Have you ever juggled 3 or 4 books in your reading list all at the same time?
Believe me, it doesn’t sound as many or as confusing as you think. If I may so myself, it is proper book behavior. Don’t you remember?
In school, we were taught different subjects every year, which means we were asked to read a gazillion books that early. If you were like me, required reading in school wasn’t enough (and this was even before the Internet). I grew up rummaging my dad’s book shelves for leisure reading or saving my lunch money to buy all the Sweet Valley and Goosebumps books I could find. We also had a whole shelf of encyclopedia and a huge Webster’s dictionary that I devoured when there’s nothing to read anymore. My fairytale books were also a staple in my study table. I was also a suki when it comes to borrowing from the library. Suffice it is to say, voracious reading was as inevitable in my home as much as it was a conscious decision.
However, it all toned down when I joined the corporate world.
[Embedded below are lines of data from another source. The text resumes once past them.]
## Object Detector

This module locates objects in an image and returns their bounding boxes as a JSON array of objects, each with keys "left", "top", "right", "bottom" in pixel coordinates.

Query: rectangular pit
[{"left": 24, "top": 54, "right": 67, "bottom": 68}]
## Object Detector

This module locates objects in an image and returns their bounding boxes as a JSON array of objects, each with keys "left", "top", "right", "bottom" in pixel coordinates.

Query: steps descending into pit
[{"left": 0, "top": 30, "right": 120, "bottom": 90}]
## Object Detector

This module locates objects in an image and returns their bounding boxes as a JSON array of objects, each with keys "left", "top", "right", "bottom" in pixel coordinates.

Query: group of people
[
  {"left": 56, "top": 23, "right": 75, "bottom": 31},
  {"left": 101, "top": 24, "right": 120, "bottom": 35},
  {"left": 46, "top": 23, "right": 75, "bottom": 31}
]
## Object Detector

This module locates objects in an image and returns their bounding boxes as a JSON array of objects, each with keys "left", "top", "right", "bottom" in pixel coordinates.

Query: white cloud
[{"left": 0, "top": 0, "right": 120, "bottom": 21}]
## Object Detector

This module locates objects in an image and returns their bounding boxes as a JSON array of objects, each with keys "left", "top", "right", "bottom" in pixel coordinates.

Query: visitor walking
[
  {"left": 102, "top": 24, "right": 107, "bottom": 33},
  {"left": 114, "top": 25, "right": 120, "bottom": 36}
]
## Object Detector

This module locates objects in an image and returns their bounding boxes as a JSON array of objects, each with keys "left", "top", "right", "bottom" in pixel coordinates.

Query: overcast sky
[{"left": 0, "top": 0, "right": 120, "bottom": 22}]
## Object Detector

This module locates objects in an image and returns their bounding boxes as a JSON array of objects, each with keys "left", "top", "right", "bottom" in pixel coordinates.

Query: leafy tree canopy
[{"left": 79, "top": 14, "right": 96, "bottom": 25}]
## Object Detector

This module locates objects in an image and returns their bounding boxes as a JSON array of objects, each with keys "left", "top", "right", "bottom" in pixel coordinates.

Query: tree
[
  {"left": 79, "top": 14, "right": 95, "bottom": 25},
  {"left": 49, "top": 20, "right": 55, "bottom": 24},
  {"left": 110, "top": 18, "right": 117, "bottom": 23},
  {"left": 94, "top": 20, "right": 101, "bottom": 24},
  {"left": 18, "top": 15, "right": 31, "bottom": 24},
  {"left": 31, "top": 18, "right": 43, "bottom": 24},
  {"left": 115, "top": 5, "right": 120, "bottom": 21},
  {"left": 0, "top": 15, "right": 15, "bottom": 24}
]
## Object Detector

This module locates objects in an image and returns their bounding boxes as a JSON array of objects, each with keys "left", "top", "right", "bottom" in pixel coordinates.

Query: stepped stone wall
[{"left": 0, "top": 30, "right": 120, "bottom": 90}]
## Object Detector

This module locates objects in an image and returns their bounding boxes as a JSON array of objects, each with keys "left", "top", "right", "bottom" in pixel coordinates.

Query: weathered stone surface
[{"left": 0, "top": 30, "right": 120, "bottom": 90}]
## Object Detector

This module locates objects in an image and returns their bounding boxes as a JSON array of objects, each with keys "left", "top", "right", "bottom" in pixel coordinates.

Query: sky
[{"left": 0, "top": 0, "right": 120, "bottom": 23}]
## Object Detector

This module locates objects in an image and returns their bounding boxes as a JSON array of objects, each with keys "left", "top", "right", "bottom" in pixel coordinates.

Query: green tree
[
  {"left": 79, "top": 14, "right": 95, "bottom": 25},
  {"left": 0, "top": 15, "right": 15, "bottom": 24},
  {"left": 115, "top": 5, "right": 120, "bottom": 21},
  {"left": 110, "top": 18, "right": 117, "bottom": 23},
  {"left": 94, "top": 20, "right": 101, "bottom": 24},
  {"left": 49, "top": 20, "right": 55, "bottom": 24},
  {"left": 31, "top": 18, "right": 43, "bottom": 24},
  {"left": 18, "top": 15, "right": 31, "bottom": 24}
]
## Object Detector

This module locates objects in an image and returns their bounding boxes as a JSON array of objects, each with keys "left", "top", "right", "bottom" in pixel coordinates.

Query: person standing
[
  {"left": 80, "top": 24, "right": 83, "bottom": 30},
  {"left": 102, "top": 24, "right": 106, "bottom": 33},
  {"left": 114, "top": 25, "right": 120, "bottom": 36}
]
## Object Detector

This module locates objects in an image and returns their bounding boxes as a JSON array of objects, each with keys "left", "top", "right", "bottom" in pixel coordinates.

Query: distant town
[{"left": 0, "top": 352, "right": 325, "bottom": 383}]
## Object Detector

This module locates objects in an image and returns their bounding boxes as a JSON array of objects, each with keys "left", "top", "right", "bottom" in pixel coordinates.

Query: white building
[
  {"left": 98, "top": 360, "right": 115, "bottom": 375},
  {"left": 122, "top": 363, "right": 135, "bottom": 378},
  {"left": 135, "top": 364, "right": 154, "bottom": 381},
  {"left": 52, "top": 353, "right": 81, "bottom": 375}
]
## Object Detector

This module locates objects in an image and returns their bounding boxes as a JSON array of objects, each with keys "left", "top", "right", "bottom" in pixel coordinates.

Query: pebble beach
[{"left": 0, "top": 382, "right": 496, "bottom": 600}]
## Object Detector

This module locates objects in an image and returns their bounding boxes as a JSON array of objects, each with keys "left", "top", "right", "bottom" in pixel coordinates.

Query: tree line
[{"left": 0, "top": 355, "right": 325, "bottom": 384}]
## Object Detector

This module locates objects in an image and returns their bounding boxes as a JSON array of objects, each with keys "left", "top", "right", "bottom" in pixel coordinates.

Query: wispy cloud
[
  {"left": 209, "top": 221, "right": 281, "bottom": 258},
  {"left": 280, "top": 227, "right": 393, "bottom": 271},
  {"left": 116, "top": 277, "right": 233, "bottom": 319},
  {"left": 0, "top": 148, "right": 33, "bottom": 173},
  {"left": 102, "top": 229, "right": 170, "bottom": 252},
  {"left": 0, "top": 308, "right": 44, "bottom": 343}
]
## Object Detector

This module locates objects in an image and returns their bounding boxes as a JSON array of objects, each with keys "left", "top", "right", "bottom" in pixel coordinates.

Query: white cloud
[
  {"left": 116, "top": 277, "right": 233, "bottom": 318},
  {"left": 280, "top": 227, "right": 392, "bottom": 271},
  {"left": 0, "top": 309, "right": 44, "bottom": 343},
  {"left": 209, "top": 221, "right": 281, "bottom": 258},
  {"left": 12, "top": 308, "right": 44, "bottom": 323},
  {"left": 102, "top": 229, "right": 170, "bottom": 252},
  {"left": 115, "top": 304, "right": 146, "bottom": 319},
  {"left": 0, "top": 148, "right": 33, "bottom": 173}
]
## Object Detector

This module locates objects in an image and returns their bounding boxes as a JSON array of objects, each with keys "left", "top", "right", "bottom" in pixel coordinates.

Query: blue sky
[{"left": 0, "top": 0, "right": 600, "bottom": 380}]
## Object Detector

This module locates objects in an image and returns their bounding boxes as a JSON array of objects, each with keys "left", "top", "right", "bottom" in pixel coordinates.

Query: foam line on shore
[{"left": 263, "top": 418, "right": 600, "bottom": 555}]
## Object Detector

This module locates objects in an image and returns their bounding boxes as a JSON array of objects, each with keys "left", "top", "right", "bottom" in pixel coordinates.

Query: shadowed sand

Granted that a million more responsibilities just became more important more demanding of your time and attention than your love for reading, there are still ways to get your reading habit as better as before. Harvard Business Review has listed 8 ways to read more books in a year. They are sage, practical and quite an effective advice. The HBR list encourages discipline, conscious effort and commitment. Like in all things in life, reading a book is taking the relationship more seriously.
Personally, I am more concerned with enjoying my reading. What’s life without pleasure, right? I really don’t want to be pressured to read so many books for the sake of reading. I want to be happy doing it. Developing your reading behavior should be an enjoyable journey.
Gilmore Girls’ Rory Gilmore once shared with Dean how she carries many books with her because her mood can change anytime and she wants a perfect book to go with it. I still remember how she lugged such a big bag to school, because she always brought so many books with her (and she has a goddamn locker!)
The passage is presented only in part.